Verus, gladiateur invincible, idole des Romains.

Les gladiateurs de la Rome antique n’ont guère laissé de traces après eux. Qui s’en étonnerait ? La plupart venait d’horizons obscurs : ils étaient simples esclaves, prisonniers de guerre, vagabonds, voleurs de grand chemin, bandits, condamnés par un magistrat pour des délits quelconques. Certains ont eu la chance de survivre aux combats de l’arène et sont parvenus à obtenir l’épée de bois, symbole d’une liberté retrouvée. Les autres, les plus nombreux, ont perdu la vie au cours d’un affrontement sans gloire pour le divertissement d’un riche notable ou d’une foule avide de sang. Les Romains se sont amus&eacutes des duels entre gladiateurs pendant près de sept siècles, jusqu’à ce qu’une loi interdise définitivement le spectacle vers 406 après Jésus-Christ. Des milliers d’hommes se sont ainsi battus dans les arènes de l’empire pour le plaisir de ceux qui venaient les voir. Les empereurs n’ont d’ailleurs jamais ménagé leurs efforts pour organiser des jeux dignes de leur puissance. Sous son règne, désirant fêter une grande campagne victorieuse, Trajan donne à Rome un spectacle qui dure au total plus de 120 jours. Il envoie sur le sable du Colisée près de 10000 gladiateurs qui assurent à eux-seuls une grande partie des festivités.

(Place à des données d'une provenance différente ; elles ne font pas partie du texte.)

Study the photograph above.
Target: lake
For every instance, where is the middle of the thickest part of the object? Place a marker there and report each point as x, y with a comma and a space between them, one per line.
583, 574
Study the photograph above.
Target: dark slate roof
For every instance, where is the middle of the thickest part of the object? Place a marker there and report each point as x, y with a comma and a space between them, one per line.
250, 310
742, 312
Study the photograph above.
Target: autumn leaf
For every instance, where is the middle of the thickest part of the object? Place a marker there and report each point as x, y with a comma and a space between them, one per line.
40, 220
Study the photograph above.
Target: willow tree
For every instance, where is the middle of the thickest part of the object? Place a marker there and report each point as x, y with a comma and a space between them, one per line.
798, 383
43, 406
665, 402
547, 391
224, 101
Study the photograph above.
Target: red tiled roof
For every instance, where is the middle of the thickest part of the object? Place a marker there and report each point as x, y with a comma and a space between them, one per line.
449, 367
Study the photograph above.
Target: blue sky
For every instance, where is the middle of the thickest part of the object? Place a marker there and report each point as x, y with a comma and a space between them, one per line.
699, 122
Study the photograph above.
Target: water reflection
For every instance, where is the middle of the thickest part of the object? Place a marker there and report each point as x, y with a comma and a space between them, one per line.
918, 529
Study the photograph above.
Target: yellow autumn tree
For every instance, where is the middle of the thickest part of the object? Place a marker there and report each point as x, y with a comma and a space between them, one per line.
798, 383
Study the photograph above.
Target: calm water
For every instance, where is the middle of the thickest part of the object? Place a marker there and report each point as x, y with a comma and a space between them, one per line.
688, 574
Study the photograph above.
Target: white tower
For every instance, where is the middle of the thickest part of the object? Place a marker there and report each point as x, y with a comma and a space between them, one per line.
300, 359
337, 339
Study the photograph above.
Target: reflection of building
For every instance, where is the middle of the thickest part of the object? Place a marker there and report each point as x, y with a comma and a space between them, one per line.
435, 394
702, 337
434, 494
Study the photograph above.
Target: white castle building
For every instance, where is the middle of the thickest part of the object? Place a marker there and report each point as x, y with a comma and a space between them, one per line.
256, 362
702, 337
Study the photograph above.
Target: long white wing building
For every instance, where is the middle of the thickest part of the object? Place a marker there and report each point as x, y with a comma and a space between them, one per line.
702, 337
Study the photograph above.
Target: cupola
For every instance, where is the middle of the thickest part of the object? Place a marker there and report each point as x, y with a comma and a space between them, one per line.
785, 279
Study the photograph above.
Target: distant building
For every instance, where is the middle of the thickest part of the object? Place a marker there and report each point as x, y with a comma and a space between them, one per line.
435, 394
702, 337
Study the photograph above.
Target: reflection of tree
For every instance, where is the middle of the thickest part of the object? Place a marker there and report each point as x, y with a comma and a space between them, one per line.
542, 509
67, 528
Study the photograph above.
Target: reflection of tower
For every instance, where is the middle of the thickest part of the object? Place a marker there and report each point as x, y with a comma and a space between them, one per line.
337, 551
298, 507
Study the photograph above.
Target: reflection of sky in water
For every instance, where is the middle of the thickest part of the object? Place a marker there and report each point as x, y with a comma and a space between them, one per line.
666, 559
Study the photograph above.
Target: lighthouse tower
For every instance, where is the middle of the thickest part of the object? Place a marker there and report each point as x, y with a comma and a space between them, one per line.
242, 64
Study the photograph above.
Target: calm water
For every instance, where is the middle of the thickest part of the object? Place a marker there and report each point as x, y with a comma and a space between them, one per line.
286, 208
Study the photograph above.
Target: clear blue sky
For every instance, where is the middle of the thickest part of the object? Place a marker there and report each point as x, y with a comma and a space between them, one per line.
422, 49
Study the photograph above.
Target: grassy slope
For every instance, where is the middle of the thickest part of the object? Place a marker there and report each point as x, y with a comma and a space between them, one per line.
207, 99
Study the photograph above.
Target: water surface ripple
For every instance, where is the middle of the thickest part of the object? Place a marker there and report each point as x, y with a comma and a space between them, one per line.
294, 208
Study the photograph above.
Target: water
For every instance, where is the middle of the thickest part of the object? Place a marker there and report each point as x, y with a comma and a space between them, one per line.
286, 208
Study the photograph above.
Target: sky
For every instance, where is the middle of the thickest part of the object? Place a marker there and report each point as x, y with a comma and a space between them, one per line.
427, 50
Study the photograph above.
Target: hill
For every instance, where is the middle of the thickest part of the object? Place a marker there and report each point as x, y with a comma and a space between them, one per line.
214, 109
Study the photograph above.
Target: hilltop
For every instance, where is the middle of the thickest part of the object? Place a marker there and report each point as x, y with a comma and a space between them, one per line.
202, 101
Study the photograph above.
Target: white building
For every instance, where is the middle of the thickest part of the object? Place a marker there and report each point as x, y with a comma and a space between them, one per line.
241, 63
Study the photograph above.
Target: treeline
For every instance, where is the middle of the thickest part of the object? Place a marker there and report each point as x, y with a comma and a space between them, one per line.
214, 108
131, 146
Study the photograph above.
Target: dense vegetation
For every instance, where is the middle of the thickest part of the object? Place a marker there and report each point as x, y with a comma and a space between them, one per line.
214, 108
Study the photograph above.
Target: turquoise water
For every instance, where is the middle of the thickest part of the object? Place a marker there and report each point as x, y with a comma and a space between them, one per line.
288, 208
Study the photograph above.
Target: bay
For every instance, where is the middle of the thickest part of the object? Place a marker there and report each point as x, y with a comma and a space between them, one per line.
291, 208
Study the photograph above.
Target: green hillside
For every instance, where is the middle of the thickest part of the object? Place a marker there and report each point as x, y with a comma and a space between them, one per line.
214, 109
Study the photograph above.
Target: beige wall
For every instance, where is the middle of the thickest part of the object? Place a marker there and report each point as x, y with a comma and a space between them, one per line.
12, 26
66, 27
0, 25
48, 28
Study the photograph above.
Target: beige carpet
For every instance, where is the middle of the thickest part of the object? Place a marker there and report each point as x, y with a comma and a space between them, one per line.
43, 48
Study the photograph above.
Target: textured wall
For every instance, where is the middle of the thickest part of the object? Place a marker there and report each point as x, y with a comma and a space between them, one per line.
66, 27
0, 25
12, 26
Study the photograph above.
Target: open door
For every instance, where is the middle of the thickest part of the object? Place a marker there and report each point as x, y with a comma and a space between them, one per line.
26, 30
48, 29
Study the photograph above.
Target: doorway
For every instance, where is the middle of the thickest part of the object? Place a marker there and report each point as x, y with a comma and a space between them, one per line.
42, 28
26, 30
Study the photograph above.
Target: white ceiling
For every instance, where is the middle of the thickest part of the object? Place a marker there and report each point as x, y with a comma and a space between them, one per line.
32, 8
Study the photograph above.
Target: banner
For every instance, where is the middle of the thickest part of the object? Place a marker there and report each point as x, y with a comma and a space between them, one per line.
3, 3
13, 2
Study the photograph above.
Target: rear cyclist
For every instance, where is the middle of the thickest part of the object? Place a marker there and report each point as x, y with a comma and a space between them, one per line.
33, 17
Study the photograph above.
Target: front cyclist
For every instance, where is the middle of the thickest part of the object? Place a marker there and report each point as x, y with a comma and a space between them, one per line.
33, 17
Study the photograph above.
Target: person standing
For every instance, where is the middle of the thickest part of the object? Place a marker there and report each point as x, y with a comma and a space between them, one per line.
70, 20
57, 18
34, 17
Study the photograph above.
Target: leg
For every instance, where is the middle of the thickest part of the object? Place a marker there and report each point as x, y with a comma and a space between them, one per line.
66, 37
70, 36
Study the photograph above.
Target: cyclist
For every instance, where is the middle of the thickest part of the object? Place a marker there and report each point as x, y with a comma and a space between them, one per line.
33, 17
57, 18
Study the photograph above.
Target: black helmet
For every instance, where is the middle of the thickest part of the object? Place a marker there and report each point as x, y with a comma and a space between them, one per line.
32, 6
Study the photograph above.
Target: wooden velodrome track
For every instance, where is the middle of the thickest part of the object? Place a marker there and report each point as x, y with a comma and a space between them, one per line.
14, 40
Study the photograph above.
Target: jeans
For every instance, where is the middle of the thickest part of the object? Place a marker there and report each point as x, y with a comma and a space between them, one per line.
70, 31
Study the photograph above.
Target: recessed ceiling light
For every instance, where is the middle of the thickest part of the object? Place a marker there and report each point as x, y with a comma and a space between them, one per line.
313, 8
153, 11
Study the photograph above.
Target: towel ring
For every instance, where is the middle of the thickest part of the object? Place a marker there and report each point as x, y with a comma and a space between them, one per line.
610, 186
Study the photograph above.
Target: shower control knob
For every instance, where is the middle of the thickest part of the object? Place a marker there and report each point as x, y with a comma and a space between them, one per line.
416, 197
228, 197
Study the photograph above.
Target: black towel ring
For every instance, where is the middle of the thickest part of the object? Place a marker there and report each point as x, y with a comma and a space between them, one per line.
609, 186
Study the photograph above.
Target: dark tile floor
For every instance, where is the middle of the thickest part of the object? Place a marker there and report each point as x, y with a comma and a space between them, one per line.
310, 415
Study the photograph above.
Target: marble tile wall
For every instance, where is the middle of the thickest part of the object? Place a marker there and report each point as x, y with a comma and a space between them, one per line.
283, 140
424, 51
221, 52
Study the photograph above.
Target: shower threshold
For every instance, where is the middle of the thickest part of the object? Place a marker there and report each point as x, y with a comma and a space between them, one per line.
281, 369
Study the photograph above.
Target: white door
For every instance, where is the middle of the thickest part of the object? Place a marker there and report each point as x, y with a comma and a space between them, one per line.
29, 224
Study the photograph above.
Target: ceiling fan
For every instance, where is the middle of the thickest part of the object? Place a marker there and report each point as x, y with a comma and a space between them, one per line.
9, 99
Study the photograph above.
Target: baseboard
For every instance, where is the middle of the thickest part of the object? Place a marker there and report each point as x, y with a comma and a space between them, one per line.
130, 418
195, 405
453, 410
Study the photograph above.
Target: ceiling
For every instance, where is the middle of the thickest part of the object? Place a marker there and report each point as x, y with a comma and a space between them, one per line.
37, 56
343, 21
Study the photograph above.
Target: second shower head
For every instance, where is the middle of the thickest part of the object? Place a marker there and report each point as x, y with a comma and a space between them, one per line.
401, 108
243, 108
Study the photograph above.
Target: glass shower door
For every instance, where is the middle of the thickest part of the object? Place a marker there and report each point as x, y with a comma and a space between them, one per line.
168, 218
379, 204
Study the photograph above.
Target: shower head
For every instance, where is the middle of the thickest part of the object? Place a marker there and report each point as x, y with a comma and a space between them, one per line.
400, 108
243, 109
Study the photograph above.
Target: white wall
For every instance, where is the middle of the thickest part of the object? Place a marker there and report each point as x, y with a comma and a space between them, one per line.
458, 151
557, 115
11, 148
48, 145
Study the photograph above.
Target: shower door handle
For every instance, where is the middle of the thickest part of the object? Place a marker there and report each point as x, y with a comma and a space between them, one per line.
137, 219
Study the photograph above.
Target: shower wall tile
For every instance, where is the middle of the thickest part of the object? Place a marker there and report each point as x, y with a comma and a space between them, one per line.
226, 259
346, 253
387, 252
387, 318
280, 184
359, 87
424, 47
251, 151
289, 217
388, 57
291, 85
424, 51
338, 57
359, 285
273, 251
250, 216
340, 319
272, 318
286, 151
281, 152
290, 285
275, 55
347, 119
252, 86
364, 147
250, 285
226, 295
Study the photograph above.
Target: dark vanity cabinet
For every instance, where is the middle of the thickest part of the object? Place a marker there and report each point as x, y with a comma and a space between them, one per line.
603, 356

Ces gladiateurs, adorés quand ils se battaient avec courage et intelligence, détestés quand ils donnaient une mort trop rapide, n’ont laissé d’eux que les surnoms qu’ils s’étaient choisis pour effrayer l’adversaire : Tigris le tigre, Ferox le féroce, Léo le lion, Victor le victorieux, Anémios l’ouragan... Comme si un gladiateur, une fois le combat achevé et le silence revenu dans l’arène, devait retrouver l’anonymat et disparaitre discrètement.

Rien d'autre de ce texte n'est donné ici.